Second, only two lipids (cholesterol and 24-hydroxycholesterol) were examined here, whereas the lipid analyses reported in the Justice paper were more extensive.

The main focus of our study was to re-evaluate the potential efficacy of a statin in reversing the motor deficits and prolonging survival for the obvious reason that the efficacy of statins in the Mecp2-null experimental model of RTT suggests a therapeutic option for the treatment of Rett patients that may be readily tested in clinical trials. This and the limited funding available suggested to us to focus our investigations on a few key points. After we submitted our manuscript, a new paper confirmed the failure of Mecp2 deletion to affect brain cholesterol and Cyp46a1 expression in the same line of B6.Mecp2-null mice used in our study. In addition, the paper provided a more complete lipid analysis, which improved our knowledge on the effects of Mecp2 deletion on lipid metabolism. This article is now mentioned in the revised manuscript (Discussion section).

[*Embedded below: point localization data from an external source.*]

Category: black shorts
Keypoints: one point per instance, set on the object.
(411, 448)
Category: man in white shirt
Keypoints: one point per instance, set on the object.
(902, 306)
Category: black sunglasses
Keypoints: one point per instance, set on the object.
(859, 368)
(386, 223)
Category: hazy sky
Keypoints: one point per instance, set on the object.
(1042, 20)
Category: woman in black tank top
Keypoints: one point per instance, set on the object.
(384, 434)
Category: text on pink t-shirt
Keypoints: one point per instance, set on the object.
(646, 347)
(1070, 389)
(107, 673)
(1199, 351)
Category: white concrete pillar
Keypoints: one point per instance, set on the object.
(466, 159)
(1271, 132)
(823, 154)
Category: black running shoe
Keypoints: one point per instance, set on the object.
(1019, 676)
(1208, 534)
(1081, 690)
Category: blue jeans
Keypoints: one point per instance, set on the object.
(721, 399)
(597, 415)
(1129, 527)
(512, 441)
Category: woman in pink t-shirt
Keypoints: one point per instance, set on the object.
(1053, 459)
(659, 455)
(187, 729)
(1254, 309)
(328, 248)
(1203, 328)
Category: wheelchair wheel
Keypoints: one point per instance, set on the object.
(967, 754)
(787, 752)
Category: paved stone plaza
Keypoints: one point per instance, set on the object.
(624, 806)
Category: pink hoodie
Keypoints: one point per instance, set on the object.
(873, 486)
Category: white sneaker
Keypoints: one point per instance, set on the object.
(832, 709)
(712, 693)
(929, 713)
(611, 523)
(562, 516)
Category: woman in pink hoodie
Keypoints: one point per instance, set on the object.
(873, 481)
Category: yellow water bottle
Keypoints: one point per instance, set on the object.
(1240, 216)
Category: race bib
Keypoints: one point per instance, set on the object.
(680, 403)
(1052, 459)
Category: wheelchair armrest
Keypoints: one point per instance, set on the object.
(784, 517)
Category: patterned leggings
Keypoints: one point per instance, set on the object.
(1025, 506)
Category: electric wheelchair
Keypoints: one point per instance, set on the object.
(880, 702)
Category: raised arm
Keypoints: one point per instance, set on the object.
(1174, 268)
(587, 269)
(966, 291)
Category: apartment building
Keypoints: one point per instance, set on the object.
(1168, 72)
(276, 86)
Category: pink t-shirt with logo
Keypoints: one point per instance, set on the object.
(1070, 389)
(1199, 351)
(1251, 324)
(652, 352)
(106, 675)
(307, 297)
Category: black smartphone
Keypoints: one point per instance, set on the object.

Third, since control studies were not performed here in a known responsive strain (SvEv), it is not possible to determine whether the administered statin was consumed, absorbed, or otherwise effective in the Black6 mice.

We agree that the direct comparison with a “responsive strain” would have increased the impact of our findings. With regards to the second part of the comment, we would like to point out that lovastatin was administered subcutaneously, hence, it did not need to be consumed. Available evidence suggest that lovastatin is absorbed and reach the brain of B6 mice better than less hydrophobic statins, such as pravastatin (Johnson-Anuna et al. 2005, JPET 312:786) and it effectively prevented audiogenic seizures in an experimental model of fragile X syndrome in B6 mice (Osterweil et al. 2013, Neuron 77:243).